Ces mots traduisent ce que beaucoup de ses proches ont ressenti : la perte d’un homme dont la présence rassurante et la bienveillance silencieuse constituaient une richesse humaine aussi précieuse que son héritage intellectuel. Alain Tailly, qui le surnommait affectueusement « le Magister », voyait en lui davantage qu’un écrivain : un maître, un passeur de savoirs, un homme dont l’érudition n’avait d’égale que l’humilité. Cette dimension magistrale de l’homme transparaît également dans les témoignages de ceux qui l’ont côtoyé. Le critique littéraire Zacharie Acafou résume admirablement la singularité de son œuvre lorsqu’il écrit : « Le subtil, l’exigeant Hyacinthe Kakou laisse une œuvre vertigineuse, d’une érudition iconoclaste, hantée par la monstruosité de la politique ivoirienne. »
Rarement formule aura aussi justement saisi la nature profonde de cette production littéraire. Car Hyacinthe Kakou n’observait pas seulement son époque : il l’interrogeait, la disséquait, la mettait en accusation lorsque cela devenait nécessaire. Son écriture portait cette inquiétude fondamentale face aux dérives du pouvoir et aux renoncements des hommes.
Mais au-delà de l’écrivain, c’est aussi l’homme que beaucoup pleurent encore. L’écrivain Sophos Le Poète Zao, méditant sur la disparition de son ami, confiait une réflexion bouleversante inspirée de l’épopée de Gilgamesh : « Vais-je mourir moi aussi ? » Question universelle qui traverse toutes les civilisations et qui prend une résonance particulière lorsque disparaissent ceux qui semblaient destinés à demeurer parmi nous.
Car la mort d’un créateur ne renvoie jamais seulement à son absence ; elle rappelle à chacun sa propre fragilité et l’incertitude du lendemain. Cette méditation trouve un écho dans l’hommage rendu par le journaliste et écrivain Serge Bilé. Évoquant leur collaboration autour d’une comédie musicale consacrée à Félix Houphouët-Boigny, il se souvenait des longues heures de travail partagées et du projet demeuré inachevé :
« Avec toi, Hyacinthe, c’est l’un des meilleurs écrivains ivoiriens qui disparaît. Mais ton œuvre te survivra éternellement et continuera d’être étudiée et jouée. »
Cette affirmation apparaît aujourd’hui comme une évidence. Car six ans après sa disparition, Hyacinthe Kakou continue d’habiter les scènes, les bibliothèques, les salles de classe et les mémoires. Ses personnages poursuivent leur existence. Ses répliques continuent d’interroger les consciences. Ses textes demeurent des instruments de compréhension du présent. Là réside sans doute la véritable victoire de l’écrivain sur la mort. Les hommes passent. Les œuvres demeurent.
Et lorsqu’une œuvre parvient à éclairer plusieurs générations, lorsqu’elle continue de susciter le rire, la réflexion et le débat longtemps après la disparition de son auteur, alors celui-ci n’est jamais tout à fait parti. Six ans après son décès, Hyacinthe Kakou appartient désormais à cette lignée d’intellectuels dont la présence se mesure moins à leur existence biologique qu’à la fécondité de leur héritage.

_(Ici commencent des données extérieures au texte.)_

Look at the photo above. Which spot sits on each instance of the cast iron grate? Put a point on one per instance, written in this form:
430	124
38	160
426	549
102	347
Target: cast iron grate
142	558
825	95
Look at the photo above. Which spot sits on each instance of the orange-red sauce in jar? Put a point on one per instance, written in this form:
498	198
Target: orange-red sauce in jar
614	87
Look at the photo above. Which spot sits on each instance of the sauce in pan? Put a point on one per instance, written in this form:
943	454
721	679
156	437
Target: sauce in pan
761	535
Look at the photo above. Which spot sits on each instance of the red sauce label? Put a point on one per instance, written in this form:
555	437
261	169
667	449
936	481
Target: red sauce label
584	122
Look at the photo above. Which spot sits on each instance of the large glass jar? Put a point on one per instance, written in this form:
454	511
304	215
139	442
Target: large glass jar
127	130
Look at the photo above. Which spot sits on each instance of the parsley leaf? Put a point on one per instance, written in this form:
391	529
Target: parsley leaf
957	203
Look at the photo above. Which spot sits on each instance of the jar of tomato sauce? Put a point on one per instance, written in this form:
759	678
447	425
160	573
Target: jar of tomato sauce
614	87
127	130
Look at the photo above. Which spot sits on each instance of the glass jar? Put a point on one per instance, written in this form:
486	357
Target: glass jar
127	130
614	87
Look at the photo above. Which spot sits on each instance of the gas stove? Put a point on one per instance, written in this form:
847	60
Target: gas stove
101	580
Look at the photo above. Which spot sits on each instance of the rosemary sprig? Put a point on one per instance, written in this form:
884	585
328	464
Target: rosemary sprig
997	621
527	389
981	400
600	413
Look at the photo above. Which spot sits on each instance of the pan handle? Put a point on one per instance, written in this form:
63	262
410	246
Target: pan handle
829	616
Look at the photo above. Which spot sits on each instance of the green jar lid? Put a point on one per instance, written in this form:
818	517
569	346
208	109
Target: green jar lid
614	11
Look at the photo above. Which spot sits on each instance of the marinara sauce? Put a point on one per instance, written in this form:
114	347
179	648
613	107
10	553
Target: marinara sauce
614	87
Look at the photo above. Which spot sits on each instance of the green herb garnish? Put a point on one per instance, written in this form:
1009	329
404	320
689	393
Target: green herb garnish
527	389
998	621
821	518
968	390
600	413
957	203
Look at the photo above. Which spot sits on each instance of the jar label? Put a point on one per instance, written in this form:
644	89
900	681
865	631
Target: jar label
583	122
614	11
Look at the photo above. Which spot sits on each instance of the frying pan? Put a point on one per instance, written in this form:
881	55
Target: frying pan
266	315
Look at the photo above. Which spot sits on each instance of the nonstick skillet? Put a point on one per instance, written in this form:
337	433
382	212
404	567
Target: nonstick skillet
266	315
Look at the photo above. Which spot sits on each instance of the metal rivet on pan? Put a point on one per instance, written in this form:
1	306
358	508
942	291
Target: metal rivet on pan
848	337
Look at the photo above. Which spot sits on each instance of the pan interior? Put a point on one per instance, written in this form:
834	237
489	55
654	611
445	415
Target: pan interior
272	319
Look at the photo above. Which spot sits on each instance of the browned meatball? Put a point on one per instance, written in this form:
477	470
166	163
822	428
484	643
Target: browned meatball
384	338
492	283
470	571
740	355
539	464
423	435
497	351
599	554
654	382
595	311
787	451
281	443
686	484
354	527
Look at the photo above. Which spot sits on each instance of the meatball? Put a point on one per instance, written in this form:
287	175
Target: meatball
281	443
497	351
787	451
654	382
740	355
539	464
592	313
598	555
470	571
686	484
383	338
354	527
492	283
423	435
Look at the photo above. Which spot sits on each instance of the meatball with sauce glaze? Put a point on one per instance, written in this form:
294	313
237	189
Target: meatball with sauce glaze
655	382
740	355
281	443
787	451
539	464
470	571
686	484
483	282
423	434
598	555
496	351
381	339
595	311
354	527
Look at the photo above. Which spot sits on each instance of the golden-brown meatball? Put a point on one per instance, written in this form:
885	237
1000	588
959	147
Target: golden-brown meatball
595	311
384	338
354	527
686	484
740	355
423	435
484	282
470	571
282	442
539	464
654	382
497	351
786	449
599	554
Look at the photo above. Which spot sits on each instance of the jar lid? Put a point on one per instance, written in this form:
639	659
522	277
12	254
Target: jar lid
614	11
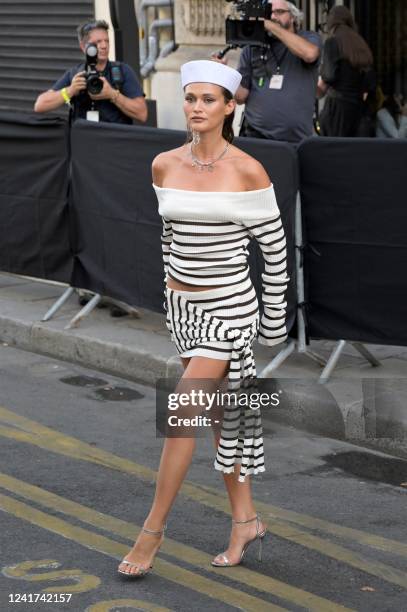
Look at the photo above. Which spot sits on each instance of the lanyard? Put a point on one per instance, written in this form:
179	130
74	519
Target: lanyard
280	59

Son siège est resté vide. Mais sa parole, elle, continue de circuler. Et tant que des lecteurs ouvriront ses livres, tant que des comédiens feront vivre ses personnages, tant que des citoyens trouveront dans ses textes matière à réfléchir sur leur temps, Hyacinthe Kakou continuera d’habiter notre mémoire collective. Les grands écrivains ne meurent jamais complètement.
Ils deviennent des voix que le temps ne parvient plus à faire taire.